Last week, the planned release of the new James Bond film was delayed by several months. “No Time To Die” — actor Daniel Craig’s final outing as the famed fictional spy — had been scheduled to open in April but will now be released in November.
“MGM, Universal and Bond producers, Michael G. Wilson and Barbara Broccoli, announced today that after careful consideration and thorough evaluation of the global theatrical marketplace, the release of NO TIME TO DIE will be postponed until November 2020,” producers tweeted.
CBS had earlier announced that production on the 33rd season of its award winning series “The Amazing Race” would be delayed, and a scheduled three-week shoot in Venice, Italy for Paramount’s “Mission: Impossible 7” was postponed after the Italian government stopped all public gatherings.
“Out of an abundance of caution for the safety and well-being of our cast and crew, and efforts of the local Venetian government to halt public gatherings in response to the threat of coronavirus, we are altering the production plan for our three-week shoot in Venice, the scheduled first leg of an extensive production for “Mission: Impossible 7,” a Paramount spokesperson told the Hollywood Reporter. “During this hiatus, we want to be mindful of the concerns of the crew and are allowing them to return home until production starts.
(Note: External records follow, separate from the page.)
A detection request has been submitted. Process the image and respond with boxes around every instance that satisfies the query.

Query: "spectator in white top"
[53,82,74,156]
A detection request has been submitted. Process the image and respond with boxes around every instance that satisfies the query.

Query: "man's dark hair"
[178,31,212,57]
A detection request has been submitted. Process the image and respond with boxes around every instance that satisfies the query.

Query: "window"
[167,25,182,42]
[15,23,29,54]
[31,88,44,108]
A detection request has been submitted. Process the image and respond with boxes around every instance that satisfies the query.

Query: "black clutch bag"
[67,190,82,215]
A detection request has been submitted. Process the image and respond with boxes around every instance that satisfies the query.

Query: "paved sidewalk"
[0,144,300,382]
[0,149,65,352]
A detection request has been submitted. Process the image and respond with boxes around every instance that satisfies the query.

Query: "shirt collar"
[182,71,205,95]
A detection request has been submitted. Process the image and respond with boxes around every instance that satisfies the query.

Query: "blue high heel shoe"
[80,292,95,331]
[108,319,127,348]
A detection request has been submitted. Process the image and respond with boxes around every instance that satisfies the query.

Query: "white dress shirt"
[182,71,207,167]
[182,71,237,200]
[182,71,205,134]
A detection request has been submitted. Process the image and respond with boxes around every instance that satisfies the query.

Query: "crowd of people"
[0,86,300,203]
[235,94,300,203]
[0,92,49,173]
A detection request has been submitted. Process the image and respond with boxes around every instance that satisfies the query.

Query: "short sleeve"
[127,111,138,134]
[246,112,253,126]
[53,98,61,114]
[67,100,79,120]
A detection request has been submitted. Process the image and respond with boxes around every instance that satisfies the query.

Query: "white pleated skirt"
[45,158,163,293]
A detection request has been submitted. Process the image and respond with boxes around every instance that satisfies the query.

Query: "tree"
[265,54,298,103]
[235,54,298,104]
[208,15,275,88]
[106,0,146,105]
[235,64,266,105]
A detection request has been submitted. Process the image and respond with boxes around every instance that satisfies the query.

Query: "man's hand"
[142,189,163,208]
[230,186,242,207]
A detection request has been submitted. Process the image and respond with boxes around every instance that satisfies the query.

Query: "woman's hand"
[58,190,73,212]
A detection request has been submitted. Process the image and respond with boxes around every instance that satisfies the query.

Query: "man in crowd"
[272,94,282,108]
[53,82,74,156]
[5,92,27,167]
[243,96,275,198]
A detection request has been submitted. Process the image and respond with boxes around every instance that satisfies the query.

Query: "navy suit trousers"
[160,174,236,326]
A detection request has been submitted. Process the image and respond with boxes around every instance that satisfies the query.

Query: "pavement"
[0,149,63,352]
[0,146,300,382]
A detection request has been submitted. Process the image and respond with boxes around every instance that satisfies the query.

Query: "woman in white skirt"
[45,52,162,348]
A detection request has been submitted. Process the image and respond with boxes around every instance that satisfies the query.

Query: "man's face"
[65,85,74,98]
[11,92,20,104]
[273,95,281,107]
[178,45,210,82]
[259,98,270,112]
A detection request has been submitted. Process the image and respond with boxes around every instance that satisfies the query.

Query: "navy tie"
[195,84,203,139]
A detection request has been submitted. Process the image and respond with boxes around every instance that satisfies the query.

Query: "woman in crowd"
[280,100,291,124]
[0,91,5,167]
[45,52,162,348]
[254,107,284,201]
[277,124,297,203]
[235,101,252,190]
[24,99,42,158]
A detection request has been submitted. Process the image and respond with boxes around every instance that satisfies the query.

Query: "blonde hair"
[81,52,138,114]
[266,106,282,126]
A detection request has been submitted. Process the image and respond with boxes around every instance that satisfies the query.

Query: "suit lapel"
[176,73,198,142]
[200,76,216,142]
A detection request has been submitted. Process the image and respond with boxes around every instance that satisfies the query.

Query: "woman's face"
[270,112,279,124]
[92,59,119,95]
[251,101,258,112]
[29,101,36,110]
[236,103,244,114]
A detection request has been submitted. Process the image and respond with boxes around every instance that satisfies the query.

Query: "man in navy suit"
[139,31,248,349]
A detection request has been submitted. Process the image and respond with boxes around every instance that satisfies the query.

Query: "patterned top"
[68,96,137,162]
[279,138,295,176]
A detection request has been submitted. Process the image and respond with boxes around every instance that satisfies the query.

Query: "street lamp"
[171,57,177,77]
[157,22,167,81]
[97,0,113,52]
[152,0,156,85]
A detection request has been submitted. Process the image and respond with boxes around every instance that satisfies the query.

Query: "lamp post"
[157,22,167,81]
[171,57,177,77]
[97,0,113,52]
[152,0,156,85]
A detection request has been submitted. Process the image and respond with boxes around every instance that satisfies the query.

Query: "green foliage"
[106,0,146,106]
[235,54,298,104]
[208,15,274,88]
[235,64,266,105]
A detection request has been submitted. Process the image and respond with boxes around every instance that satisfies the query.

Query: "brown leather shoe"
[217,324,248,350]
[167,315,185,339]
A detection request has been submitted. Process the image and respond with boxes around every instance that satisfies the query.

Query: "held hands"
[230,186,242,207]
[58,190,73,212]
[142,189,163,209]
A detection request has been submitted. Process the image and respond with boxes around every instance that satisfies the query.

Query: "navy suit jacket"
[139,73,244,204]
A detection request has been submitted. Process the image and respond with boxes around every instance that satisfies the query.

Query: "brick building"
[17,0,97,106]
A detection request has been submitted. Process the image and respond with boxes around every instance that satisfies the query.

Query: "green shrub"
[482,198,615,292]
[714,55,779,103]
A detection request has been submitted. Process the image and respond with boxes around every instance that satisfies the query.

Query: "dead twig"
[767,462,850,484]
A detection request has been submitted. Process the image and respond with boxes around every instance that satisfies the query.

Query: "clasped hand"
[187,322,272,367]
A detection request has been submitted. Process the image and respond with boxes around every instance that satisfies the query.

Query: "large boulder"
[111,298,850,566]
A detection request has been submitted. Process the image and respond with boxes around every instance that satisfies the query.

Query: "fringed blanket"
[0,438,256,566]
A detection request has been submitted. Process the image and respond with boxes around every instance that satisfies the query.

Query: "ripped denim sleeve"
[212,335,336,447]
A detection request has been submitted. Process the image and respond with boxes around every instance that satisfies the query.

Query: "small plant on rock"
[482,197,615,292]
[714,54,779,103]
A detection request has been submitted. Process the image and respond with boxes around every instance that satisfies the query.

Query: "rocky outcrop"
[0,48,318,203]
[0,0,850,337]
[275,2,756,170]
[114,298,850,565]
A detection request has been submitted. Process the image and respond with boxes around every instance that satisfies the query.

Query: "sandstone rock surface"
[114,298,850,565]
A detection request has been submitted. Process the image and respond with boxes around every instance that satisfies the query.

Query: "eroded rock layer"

We will continue to monitor this situation, and work alongside health and government officials as it evolves.”
Studios have also cancelled plans for the movie premieres in China including one for Disney’s live action “Mulan” since theaters there have been closed since mid-January.
“The impact in 2020 from Covid-19 (coronavirus) on the motion picture business cannot be overstated,” a financial expert told Deadline.com. “The closure of cinemas in China alone is approaching a loss of $2 billion to the global box office.”
The Asia segments of most scheduled concert tours for performers such as BTS and Green Day have also been canceled or postponed.